Die politischen Tätigkeiten waren für das Multitalent die Schule für sein künftiges Leben. Ein siebenmonatiger Trainerjob beim Zweitliga-Klub Cabo Frio, wo er "Mädchen für alles und nebenbei auch noch Trainer" war und dessen Team er in die erste Liga führte, zählte ebenfalls zu den praktischen Erfahrungen, die er für seine neuen Ziele gut gebrauchen kann.

Sócrates ist mit seiner zweiten Ehefrau Adriana, einer Zahnärztin, in den Moloch São Paulo gekommen, um Management zu studieren. Ihm schwebt ein Amt als Manager oder Klubpräsident bei Botafogo oder Ribeirão Preto vor. Nebenbei engagiert er sich in der Hilfsorganisation "Gol de Letra", die sein jüngster Bruder Raí (u.a. Paris St. Germain) zusammen mit seinem Fußball-Kollegen Leandro gegründet hat.
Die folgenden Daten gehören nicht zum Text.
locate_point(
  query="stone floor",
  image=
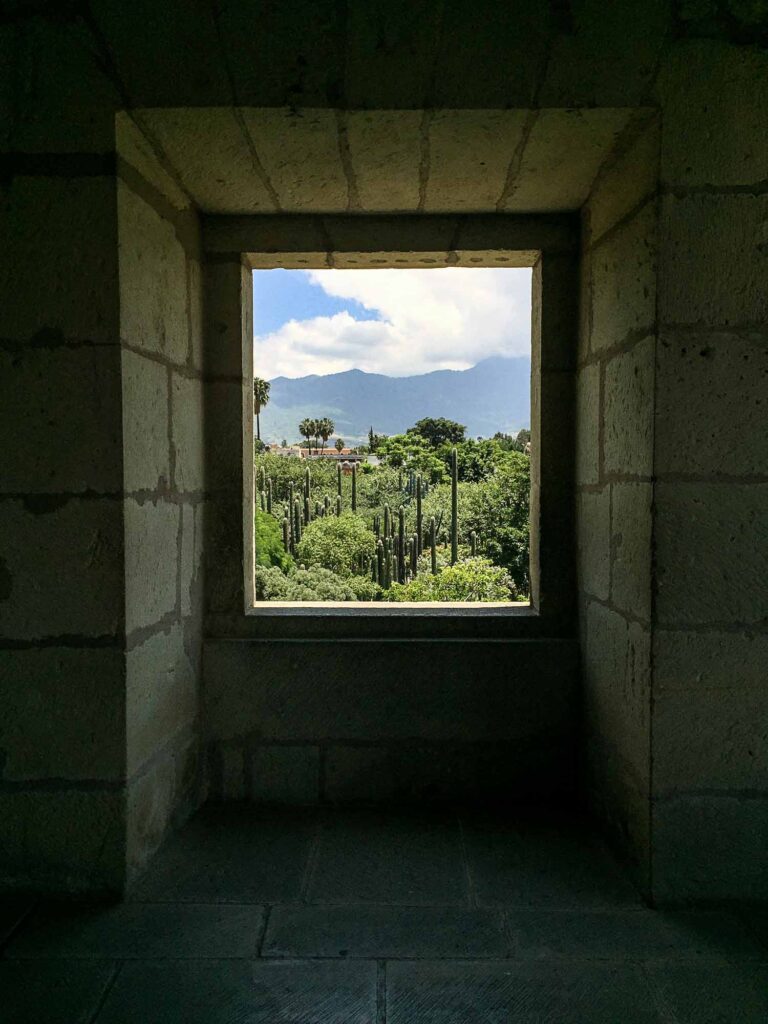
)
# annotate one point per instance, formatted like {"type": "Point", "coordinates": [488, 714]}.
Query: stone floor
{"type": "Point", "coordinates": [361, 918]}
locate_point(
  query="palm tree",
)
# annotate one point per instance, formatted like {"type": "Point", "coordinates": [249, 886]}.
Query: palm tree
{"type": "Point", "coordinates": [305, 429]}
{"type": "Point", "coordinates": [325, 428]}
{"type": "Point", "coordinates": [260, 398]}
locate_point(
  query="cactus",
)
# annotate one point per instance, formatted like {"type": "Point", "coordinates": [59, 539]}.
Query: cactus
{"type": "Point", "coordinates": [297, 519]}
{"type": "Point", "coordinates": [419, 520]}
{"type": "Point", "coordinates": [454, 507]}
{"type": "Point", "coordinates": [400, 545]}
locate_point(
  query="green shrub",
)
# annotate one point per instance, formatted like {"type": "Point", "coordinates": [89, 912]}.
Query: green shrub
{"type": "Point", "coordinates": [314, 584]}
{"type": "Point", "coordinates": [473, 580]}
{"type": "Point", "coordinates": [336, 543]}
{"type": "Point", "coordinates": [268, 542]}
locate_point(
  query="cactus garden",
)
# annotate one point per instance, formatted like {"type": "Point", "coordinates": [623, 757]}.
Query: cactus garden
{"type": "Point", "coordinates": [427, 515]}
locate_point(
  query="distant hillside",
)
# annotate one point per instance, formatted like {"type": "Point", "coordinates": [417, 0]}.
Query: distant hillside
{"type": "Point", "coordinates": [493, 395]}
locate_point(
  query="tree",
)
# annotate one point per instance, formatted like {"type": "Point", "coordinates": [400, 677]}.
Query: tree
{"type": "Point", "coordinates": [325, 428]}
{"type": "Point", "coordinates": [439, 431]}
{"type": "Point", "coordinates": [260, 398]}
{"type": "Point", "coordinates": [306, 429]}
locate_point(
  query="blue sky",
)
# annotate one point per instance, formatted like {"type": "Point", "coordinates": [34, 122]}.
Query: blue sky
{"type": "Point", "coordinates": [393, 322]}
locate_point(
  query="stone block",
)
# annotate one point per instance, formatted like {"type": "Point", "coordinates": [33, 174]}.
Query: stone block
{"type": "Point", "coordinates": [62, 841]}
{"type": "Point", "coordinates": [631, 524]}
{"type": "Point", "coordinates": [624, 282]}
{"type": "Point", "coordinates": [711, 847]}
{"type": "Point", "coordinates": [138, 931]}
{"type": "Point", "coordinates": [710, 374]}
{"type": "Point", "coordinates": [562, 155]}
{"type": "Point", "coordinates": [384, 932]}
{"type": "Point", "coordinates": [153, 280]}
{"type": "Point", "coordinates": [64, 714]}
{"type": "Point", "coordinates": [469, 155]}
{"type": "Point", "coordinates": [51, 549]}
{"type": "Point", "coordinates": [593, 537]}
{"type": "Point", "coordinates": [616, 685]}
{"type": "Point", "coordinates": [59, 411]}
{"type": "Point", "coordinates": [718, 660]}
{"type": "Point", "coordinates": [161, 797]}
{"type": "Point", "coordinates": [385, 152]}
{"type": "Point", "coordinates": [628, 178]}
{"type": "Point", "coordinates": [305, 690]}
{"type": "Point", "coordinates": [628, 411]}
{"type": "Point", "coordinates": [711, 553]}
{"type": "Point", "coordinates": [455, 991]}
{"type": "Point", "coordinates": [259, 991]}
{"type": "Point", "coordinates": [285, 774]}
{"type": "Point", "coordinates": [61, 231]}
{"type": "Point", "coordinates": [713, 260]}
{"type": "Point", "coordinates": [213, 156]}
{"type": "Point", "coordinates": [300, 154]}
{"type": "Point", "coordinates": [588, 425]}
{"type": "Point", "coordinates": [152, 561]}
{"type": "Point", "coordinates": [715, 100]}
{"type": "Point", "coordinates": [711, 739]}
{"type": "Point", "coordinates": [145, 426]}
{"type": "Point", "coordinates": [161, 694]}
{"type": "Point", "coordinates": [186, 432]}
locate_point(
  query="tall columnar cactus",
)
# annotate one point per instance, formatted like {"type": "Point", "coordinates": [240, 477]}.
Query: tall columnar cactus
{"type": "Point", "coordinates": [400, 545]}
{"type": "Point", "coordinates": [454, 507]}
{"type": "Point", "coordinates": [297, 519]}
{"type": "Point", "coordinates": [419, 520]}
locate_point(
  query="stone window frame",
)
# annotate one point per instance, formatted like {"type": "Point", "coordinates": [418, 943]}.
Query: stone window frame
{"type": "Point", "coordinates": [233, 247]}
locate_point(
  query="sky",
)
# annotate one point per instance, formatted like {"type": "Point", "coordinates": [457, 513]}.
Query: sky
{"type": "Point", "coordinates": [397, 323]}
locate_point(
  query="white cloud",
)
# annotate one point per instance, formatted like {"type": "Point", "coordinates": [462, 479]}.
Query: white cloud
{"type": "Point", "coordinates": [430, 320]}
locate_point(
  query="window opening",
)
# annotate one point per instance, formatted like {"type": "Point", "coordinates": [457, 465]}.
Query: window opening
{"type": "Point", "coordinates": [392, 435]}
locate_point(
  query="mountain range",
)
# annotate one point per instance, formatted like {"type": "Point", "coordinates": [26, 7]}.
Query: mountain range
{"type": "Point", "coordinates": [493, 395]}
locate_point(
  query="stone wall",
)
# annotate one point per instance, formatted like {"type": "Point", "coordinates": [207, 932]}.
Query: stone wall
{"type": "Point", "coordinates": [162, 395]}
{"type": "Point", "coordinates": [614, 459]}
{"type": "Point", "coordinates": [307, 722]}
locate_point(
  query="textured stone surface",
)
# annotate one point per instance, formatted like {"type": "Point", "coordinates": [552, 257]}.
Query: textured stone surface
{"type": "Point", "coordinates": [453, 993]}
{"type": "Point", "coordinates": [232, 855]}
{"type": "Point", "coordinates": [214, 992]}
{"type": "Point", "coordinates": [383, 932]}
{"type": "Point", "coordinates": [135, 931]}
{"type": "Point", "coordinates": [631, 557]}
{"type": "Point", "coordinates": [64, 714]}
{"type": "Point", "coordinates": [628, 411]}
{"type": "Point", "coordinates": [285, 774]}
{"type": "Point", "coordinates": [700, 372]}
{"type": "Point", "coordinates": [712, 553]}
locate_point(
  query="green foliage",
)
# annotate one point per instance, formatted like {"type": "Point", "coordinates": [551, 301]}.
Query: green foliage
{"type": "Point", "coordinates": [438, 431]}
{"type": "Point", "coordinates": [472, 580]}
{"type": "Point", "coordinates": [268, 542]}
{"type": "Point", "coordinates": [338, 543]}
{"type": "Point", "coordinates": [314, 584]}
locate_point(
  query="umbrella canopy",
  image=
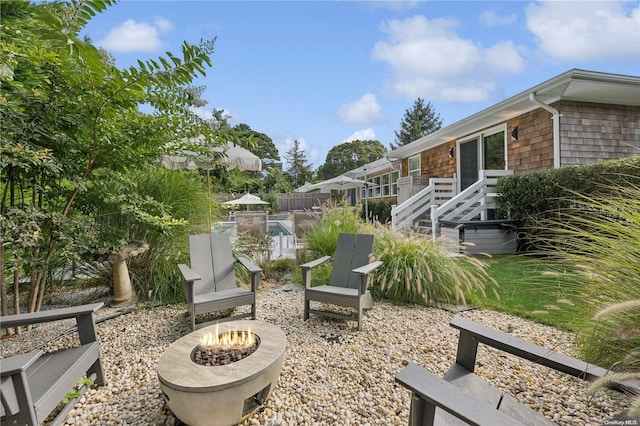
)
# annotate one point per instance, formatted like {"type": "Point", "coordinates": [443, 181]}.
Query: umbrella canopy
{"type": "Point", "coordinates": [234, 157]}
{"type": "Point", "coordinates": [246, 199]}
{"type": "Point", "coordinates": [338, 183]}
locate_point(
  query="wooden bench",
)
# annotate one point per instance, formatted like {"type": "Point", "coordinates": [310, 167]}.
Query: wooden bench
{"type": "Point", "coordinates": [441, 401]}
{"type": "Point", "coordinates": [34, 384]}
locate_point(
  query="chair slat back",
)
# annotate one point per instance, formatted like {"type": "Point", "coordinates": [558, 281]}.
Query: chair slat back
{"type": "Point", "coordinates": [211, 258]}
{"type": "Point", "coordinates": [352, 251]}
{"type": "Point", "coordinates": [223, 261]}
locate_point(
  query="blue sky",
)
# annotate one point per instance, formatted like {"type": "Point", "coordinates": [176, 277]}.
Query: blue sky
{"type": "Point", "coordinates": [326, 72]}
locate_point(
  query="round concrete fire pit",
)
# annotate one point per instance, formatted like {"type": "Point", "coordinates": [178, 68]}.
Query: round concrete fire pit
{"type": "Point", "coordinates": [226, 394]}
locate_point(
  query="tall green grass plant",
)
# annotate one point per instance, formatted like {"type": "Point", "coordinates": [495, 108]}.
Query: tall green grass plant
{"type": "Point", "coordinates": [180, 194]}
{"type": "Point", "coordinates": [417, 270]}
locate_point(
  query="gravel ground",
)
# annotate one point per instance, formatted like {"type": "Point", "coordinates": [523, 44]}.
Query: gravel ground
{"type": "Point", "coordinates": [332, 374]}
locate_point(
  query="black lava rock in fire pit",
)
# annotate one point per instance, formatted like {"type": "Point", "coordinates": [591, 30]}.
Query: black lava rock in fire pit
{"type": "Point", "coordinates": [221, 355]}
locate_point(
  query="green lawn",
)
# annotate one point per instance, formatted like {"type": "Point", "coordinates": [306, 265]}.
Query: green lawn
{"type": "Point", "coordinates": [529, 287]}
Bis vor "ungefähr" zweieinhalb Jahren praktizierte er in Ribeirão Preto als Sportmediziner. Jetzt, sagt er, praktiziert er "trabalho light" - die gemütliche Art der Arbeit. Den genauen Zeitpunkt seines Abschieds aus der Arztpraxis hat er ebenso wenig parat wie den Gegner seines letzten Spiels. "Was vorbei ist, ist vorbei", sagt er, "ich lebe für den Augenblick. Was jetzt geschieht, ist wichtig." Und jetzt bimmelt das Handy, Wladimir, sein ehemaliger Mannschaftskamerad, ist dran. "Der Fußball war und ist die größte Bereicherung meines Lebens", sagt er, "ich habe dabei alle Typen von Menschen kennengelernt, er hat mir unglaubliche Perspektiven eröffnet." Dieses Privilegs ist sich der Millionär in Joggingschuhen immer bewusst.

Sócrates gilt zwar als Akademikerkind, aber in seinen ersten Lebensjahren im Nordosten des riesigen Landes, in Belém, lebte seine Familie in sehr ärmlichen Verhältnissen. Es ging erst aufwärts, als sein Vater Raimundo, Steuerbeamter mit niedriger Schulbildung, der sich mit fanatischem Eifer fortbildete und alle Philosophen las, in einem landesweiten Wettbewerb einen von 30 hoch dotierten Posten erhielt. "Mein Vater hatte plötzlich ein Rieseneinkommen, er verdiente mehr als der damalige Staatspräsident", erzählt Sócrates, "aber abgehoben ist er deswegen nicht. Im Gegenteil."

Vor allem Sócrates als Erstgeborener von sechs Söhnen bekam die Bildungssucht des mittlerweile 77-jährigen Vaters zu spüren: "Er hat mich zum Lesen genötigt, und er hat überwacht, dass ich gelernt habe."

Die Brüder wurden entsprechend getauft: Nach Sócrates kamen Sóstenes und Sófocles. Dann riss die Reihe ab, keiner weiß, warum; es folgten Raimundo, Raimar und Raí. Sein voller Name ist Sócrates Brasileiro Sampaio de Souza Vieira de Oliveiro. "Der Albtraum meines Lebens war, als ich ein Grundstück in Ribeirão Preto kaufte und 50 Formulare unterschreiben musste", erzählt er und schüttelt sich vor Lachen.

Der Name ist das Eine, was ihm seine Eltern mit auf den Weg gegeben haben, der Respekt für die Armen das Andere. "In einem Land wie Brasilien mit diesen verrückten Unterschieden haben nicht viele Menschen die gleichen Möglichkeiten wie ich, etwas zu verändern", sagt Sócrates. "Ich hatte Glück, deshalb muss ich helfen. Deshalb ist es ein Vergnügen für mich, Verantwortung zu übernehmen." Wie ein Revolutionär eben. Das ist normal für einen, der so sehr aus dem Rahmen fällt.